What is a Linear Operator?

A linear operator is a generalization of a matrix. It is a linear function that is defined in by its application to a vector. The most common linear operators are (potentially structured) matrices, where the function applying them to a vector are (potentially efficient) matrix-vector multiplication routines.

In code, a LinearOperator is a class that

  1. specifies the tensor(s) needed to define the LinearOperator,

  2. specifies a _matmul function (how the LinearOperator is applied to a vector),

  3. specifies a _size function (how big is the LinearOperator if it is represented as a matrix, or batch of matrices), and

  4. specifies a _transpose_nonbatch function (the adjoint of the LinearOperator).

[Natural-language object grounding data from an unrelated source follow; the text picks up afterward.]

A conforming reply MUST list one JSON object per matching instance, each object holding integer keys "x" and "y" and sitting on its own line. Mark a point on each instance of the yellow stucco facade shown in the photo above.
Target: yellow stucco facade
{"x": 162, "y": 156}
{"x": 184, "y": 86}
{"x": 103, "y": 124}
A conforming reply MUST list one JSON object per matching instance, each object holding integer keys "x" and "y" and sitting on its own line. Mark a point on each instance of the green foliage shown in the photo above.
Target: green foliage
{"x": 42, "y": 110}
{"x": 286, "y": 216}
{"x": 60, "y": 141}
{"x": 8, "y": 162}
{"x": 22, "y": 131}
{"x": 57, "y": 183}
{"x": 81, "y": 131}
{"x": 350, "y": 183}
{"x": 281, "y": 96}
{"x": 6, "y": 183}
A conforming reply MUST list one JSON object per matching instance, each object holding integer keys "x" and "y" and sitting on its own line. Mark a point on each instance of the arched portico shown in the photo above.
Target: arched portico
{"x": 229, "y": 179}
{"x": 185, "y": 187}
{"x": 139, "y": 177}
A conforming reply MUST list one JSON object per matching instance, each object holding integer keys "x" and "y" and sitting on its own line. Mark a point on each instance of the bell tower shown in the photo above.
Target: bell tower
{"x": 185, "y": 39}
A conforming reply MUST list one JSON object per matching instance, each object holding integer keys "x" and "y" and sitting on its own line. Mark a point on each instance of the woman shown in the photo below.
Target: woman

  5. (optionally) defines other functions (e.g. logdet, eigh, etc.) to accelerate computations for which efficient sturcture-exploiting routines exist.

For example:

class DiagLinearOperator(linear_operator.LinearOperator):
    A LinearOperator representing a diagonal matrix.
    def __init__(self, diag):
        # diag: the vector that defines the diagonal of the matrix
        self.diag = diag

    def _matmul(self, v):
        return self.diag.unsqueeze(-1) * v

    def _size(self):
        return torch.Size([*self.diag.shape, self.diag.size(-1)])

    def _transpose_nonbatch(self):
        return self  # Diagonal matrices are symmetric

    # this function is optional, but it will accelerate computation
    def logdet(self):
        return self.diag.log().sum(dim=-1)
# ...

D = DiagLinearOperator(torch.tensor([1., 2., 3.])
# Represents the matrix
#   [[1., 0., 0.],
#    [0., 2., 0.],
#    [0., 0., 3.]]
torch.matmul(D, torch.tensor([4., 5., 6.])
# Returns [4., 10., 18.]

While _matmul, _size, and _transpose_nonbatch might seem like a limited set of functions, it turns out that most functions on the torch and torch.linalg namespaces can be efficiently implemented using only these three primitative functions.

Moreover, because _matmul is a linear function, it is very easy to compose linear operators in various ways. For example: adding two linear operators (SumLinearOperator) just requires adding the output of their _matmul functions. This makes it possible to define very complex compositional structures that still yield efficient linear algebraic routines.

Finally, LinearOperator objects can be composed with one another, yielding new LinearOperator objects and automatically keeping track of algebraic structure after each computation. As a result, users never need to reason about what efficient linear algebra routines to use (so long as the input elements defined by the user encode known input structure).